Last updated on: March 16, 2009 10:22 IST

Despite more than a 20 per cent fall in prices of houses in new projects, a majority of home buyers are looking for a further price reduction, a survey by an international brokerage shows.

Nearly 90 per cent home buyers in Mumbai, National Capital Region, Bangalore and Hyderabad, where property companies like DLF, HDIL and Unitech have launched their projects with 20-25 per cent price cuts, expect prices to fall further by around 20 per cent, the survey says.

Home buyers, faced with prospects of dwindling incomes and job cuts, are yet to make up their mind on buying new homes despite the price cuts and lower interest rates, the survey, conducted by CLSA, has found. The survey was carried out among 140 prospective buyers for four projects in four cities where developers have dropped prices by 20-25 per cent.

Though DLF, HDIL and Unitech have sold nearly 1,000 apartments in their new projects in the last one month, a fatigue will set in among buyers, who expect prices to fall further, the brokerage has said.

"With more developers joining the price war, the potential buyers will get used to these new prices. The novelty of attractive pricing being lost, consumers will start demanding bigger discounts untill economic conditions start improving," CLSA analysts Mahesh Nandurkar and Abhinav Sinha said in a report based on the CLSA Housing Buyer Survey.

Due to economic boom and lower interesr rates, home prices more than doubled between 2004 and 2008 in cities such as Mumbai and NCR. But as stock makets crashed and economic slowdown deepened, prospective buyers started deferring their purchases, which led to 70 per cent drop in property sales in the early months of this year compared with the corresponding period of the previous year.

Developers, however, maintain that while the initial response to the price cuts has been encouraging, there will always be buyers who will sit on the fence and wait for further drop in prices.

"We are cutting prices wherever possible. We can't talk about the future," said Hari Pande, deputy general manager, HDIL.

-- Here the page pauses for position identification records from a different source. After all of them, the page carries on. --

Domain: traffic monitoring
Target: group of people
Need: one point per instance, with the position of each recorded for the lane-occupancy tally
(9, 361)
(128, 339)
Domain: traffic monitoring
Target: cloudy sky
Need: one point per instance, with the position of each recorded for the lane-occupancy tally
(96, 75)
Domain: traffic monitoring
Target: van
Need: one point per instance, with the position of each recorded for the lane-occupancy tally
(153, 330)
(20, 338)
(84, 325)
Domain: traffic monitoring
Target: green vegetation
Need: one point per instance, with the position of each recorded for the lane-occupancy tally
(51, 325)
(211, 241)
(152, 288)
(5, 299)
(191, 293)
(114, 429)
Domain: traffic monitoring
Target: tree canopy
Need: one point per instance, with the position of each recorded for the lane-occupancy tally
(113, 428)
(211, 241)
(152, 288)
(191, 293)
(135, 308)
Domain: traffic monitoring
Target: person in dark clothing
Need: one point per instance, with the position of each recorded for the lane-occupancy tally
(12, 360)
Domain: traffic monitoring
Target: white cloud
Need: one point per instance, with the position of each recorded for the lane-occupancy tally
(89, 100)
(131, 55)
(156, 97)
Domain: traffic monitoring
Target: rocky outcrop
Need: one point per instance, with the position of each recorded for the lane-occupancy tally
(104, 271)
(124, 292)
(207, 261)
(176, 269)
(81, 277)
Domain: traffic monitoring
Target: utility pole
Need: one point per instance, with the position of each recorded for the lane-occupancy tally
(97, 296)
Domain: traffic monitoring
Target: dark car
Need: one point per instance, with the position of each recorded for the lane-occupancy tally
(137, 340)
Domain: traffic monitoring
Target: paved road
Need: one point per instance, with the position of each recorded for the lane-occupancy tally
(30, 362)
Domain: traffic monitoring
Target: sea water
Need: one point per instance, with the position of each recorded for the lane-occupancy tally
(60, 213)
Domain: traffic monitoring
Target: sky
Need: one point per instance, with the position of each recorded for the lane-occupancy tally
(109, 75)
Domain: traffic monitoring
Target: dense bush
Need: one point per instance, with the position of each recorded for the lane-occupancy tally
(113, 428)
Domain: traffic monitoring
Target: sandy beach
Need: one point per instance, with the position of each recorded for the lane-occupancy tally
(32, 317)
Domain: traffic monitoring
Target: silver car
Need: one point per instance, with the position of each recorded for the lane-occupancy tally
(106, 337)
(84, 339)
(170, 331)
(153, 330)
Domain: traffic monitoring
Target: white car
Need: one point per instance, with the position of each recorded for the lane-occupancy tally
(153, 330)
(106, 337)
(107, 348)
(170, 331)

Consultants also endorsed the fact that prices needed to go down further. "I expect prices to correct at least 35 per cent from the peak. Buying will not happen immediately but come in a slow and steady market. Some buyers are still waiting whether prices will come down further," said Akshaya Kumar, chief executive of Park Lane Property Advisors.

Said Sukethu Mody, president and COO of Coldwell Banker Goodwill Consultants, a realty consultancy: "Prices may not fall much from here. Sales should pick up now."

The CLSA study showed that at least 75 per cent prospective buyers in these projects were aware that prices had been dropped.